Après-midi chez madame Desforges

Cette après-midi, madame Desforges m’a fait venir chez elle pour, disait elle, faire des retouches sur un manteau de voyages acheté quelques jours auparavant ‘Au bonheur des Dames’. Je peux donc aujourd’hui affirmer que les mots hospitalité, politesse et délicatesse sont inconnus de son vocabulaire. En effet, elle m’a fait patienter durant plus d’une heure dans l’antichambre. (Là où j’ai appris beaucoup de choses au sujet des clients qui fréquentent le magasin, tel que monsieur Marty qui, disait on, occupé un poste qu’il n’était plus très sûr de garder..)
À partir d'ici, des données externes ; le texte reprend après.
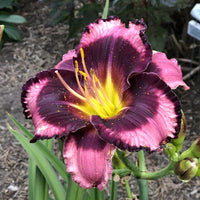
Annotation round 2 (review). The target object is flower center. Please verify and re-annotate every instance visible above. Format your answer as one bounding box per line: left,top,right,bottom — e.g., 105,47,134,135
55,48,123,118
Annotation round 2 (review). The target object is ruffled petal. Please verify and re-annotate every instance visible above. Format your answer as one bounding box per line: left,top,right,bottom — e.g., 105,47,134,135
91,73,181,151
22,70,89,142
55,49,77,71
75,17,152,90
63,127,115,190
146,52,189,90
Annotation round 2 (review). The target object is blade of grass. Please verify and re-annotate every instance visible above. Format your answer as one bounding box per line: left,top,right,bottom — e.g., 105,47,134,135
102,0,109,19
65,177,87,200
8,124,65,200
8,114,69,183
90,188,105,200
110,178,117,200
34,139,53,200
34,167,48,200
28,158,37,200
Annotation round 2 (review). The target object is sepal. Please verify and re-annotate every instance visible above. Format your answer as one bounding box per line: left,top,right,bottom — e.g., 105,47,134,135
174,158,198,182
164,143,178,161
180,137,200,159
171,111,187,153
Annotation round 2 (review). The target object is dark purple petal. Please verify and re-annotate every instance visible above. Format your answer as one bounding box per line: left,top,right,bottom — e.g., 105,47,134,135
91,73,181,151
63,126,115,190
22,70,89,142
55,49,77,71
75,17,152,90
146,52,189,90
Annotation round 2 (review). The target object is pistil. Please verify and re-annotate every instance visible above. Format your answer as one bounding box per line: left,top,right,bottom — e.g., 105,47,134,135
55,48,123,118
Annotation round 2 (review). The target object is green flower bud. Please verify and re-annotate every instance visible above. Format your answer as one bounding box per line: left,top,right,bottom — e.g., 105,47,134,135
180,137,200,159
196,163,200,176
0,25,4,41
164,143,178,161
112,152,127,169
172,111,187,152
174,158,198,182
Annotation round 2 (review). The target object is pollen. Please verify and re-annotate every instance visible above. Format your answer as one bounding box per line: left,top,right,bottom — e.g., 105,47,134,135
55,48,123,118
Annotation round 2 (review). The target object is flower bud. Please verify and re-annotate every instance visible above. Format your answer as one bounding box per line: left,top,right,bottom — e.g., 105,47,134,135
174,158,198,182
180,137,200,159
0,25,4,41
172,111,187,152
164,143,178,161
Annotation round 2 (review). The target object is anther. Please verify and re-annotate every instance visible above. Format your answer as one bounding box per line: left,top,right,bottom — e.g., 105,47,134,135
55,70,86,101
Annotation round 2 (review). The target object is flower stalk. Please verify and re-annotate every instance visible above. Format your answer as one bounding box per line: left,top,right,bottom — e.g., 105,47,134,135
137,150,149,200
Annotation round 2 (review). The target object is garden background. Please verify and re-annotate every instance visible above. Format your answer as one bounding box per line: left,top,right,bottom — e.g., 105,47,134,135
0,0,200,200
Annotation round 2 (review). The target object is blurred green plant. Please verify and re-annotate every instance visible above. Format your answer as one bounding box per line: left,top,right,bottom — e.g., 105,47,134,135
0,0,26,45
48,0,194,51
110,0,194,51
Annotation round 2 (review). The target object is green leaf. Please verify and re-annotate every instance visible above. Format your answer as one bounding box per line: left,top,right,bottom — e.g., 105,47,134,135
4,24,22,41
0,0,13,9
34,167,48,200
110,178,117,200
8,124,65,200
0,12,26,24
28,158,37,200
8,114,69,183
90,188,105,200
65,178,87,200
102,0,109,19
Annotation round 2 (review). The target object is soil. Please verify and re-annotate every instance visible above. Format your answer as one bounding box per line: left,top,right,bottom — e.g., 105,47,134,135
0,0,200,200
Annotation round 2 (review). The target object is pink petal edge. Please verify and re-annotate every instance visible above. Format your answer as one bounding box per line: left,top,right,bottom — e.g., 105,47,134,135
147,52,190,90
63,127,115,190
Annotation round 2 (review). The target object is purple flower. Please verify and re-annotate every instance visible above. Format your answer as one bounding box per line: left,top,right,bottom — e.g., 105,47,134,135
22,17,189,190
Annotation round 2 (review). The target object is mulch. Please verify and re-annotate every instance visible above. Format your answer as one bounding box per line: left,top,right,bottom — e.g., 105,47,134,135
0,0,200,200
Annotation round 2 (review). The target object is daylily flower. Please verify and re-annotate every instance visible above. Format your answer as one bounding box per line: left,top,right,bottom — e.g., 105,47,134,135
0,25,4,42
22,17,188,190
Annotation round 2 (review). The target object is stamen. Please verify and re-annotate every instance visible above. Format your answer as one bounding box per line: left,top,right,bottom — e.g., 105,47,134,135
80,48,91,81
75,60,85,96
85,80,108,116
55,70,86,101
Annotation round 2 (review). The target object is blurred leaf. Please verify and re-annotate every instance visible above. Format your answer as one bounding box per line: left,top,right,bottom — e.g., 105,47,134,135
48,0,74,25
8,124,65,200
147,26,168,51
8,114,69,183
0,0,13,9
28,158,37,200
4,23,22,41
68,18,85,38
0,12,26,24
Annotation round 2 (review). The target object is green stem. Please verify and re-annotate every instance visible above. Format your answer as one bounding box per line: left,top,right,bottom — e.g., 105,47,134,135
102,0,109,19
136,161,176,180
137,150,149,200
124,180,133,199
110,177,117,200
117,149,140,176
113,150,176,180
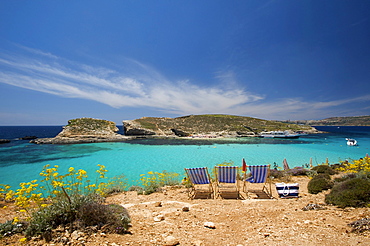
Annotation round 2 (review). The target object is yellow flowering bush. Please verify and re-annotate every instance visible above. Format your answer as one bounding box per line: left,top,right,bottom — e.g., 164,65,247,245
0,164,130,239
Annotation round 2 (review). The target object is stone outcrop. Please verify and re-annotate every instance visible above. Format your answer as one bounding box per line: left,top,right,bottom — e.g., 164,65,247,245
123,115,317,138
30,118,133,144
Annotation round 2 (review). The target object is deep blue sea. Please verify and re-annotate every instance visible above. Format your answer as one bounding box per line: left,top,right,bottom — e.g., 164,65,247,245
0,126,370,187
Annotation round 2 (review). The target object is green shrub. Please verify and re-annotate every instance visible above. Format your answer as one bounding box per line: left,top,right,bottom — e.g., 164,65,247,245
325,177,370,208
334,173,358,183
311,165,338,175
307,175,333,194
26,194,130,237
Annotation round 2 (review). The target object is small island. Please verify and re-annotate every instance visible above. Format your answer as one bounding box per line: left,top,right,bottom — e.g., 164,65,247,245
123,114,318,138
30,118,130,144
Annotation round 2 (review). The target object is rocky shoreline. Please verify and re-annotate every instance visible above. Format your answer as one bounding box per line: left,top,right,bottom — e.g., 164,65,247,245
30,116,318,144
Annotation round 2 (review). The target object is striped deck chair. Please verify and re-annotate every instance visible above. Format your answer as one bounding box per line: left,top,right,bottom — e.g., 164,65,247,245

Mais j’ignorais que le pire restait à venir. Une fois entrée, Mme Desforges me plaça au milieu de sa chambre, où elle me traita comme une moins que rien. Ces propos étaient d’autant plus rabaissants une fois Monsieur Mouret entré dans la pièce. (Il était avant dans le petit salon annexe avec le baron Hartmann) J’ai fait tout mon possible pour ne pas pleurer, pour ne rien dire, mais j’ai fini par exploser pensant mon patron complice de cette femme infecte.

Deux larmes se sont échappées; il les as vues et est venu vers moi. Il a pris mes mains et m’a glissé ses mots: « Partez-vite mon enfant, oubliez cette maison ». Il m’a raccompagnée dehors.